AstraZeneca has secured support from the US government to advance the development of antibody-based COVID-19 treatments as the British drugmaker ramps up efforts beyond its potential vaccine to combat the global health crisis.
The company said on Tuesday it had signed a second set of deals with authorities in the United States backing its development of a monoclonal antibody treatment against the coronavirus.
It declined to disclose details of the agreement but said it had agreed terms with the Defense Advanced Research Projects Agency (DARPA) and Biomedical Advanced Research and Development Authority (BARDA) to move two COVID-19 antibody therapies it has licensed from researchers into clinical studies in the next two months.
Companies and governments are scrambling to bring a solution for the illness caused by the new coronavirus to market as soon as possible, and many in the medical community believe antibody-based therapies hold great potential.
The United States has already secured 300 million doses of AstraZeneca’s experimental COVID-19 vaccine, AZD1222, and Defense Secretary Mark Esper vowed last month that the U.S. military and other parts of the government would work with the private sector to produce a vaccine at scale by year-end.

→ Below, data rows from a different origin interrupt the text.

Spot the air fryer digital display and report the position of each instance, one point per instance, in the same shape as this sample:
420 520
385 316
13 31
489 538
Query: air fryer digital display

AstraZeneca said it has licensed six monoclonal antibody candidates from Vanderbilt University in Nashville, Tennessee. Two of those six prospective proteins will be tested as a combination approach for COVID-19.
Antibodies are generated in the body to fight off infection. Monoclonal antibodies mimic natural antibodies and can be isolated and manufactured in large quantities to treat diseases in patients.
Shares of London’s most valuable listed company were up 1.3% at 8,307 pence by 1114 GMT.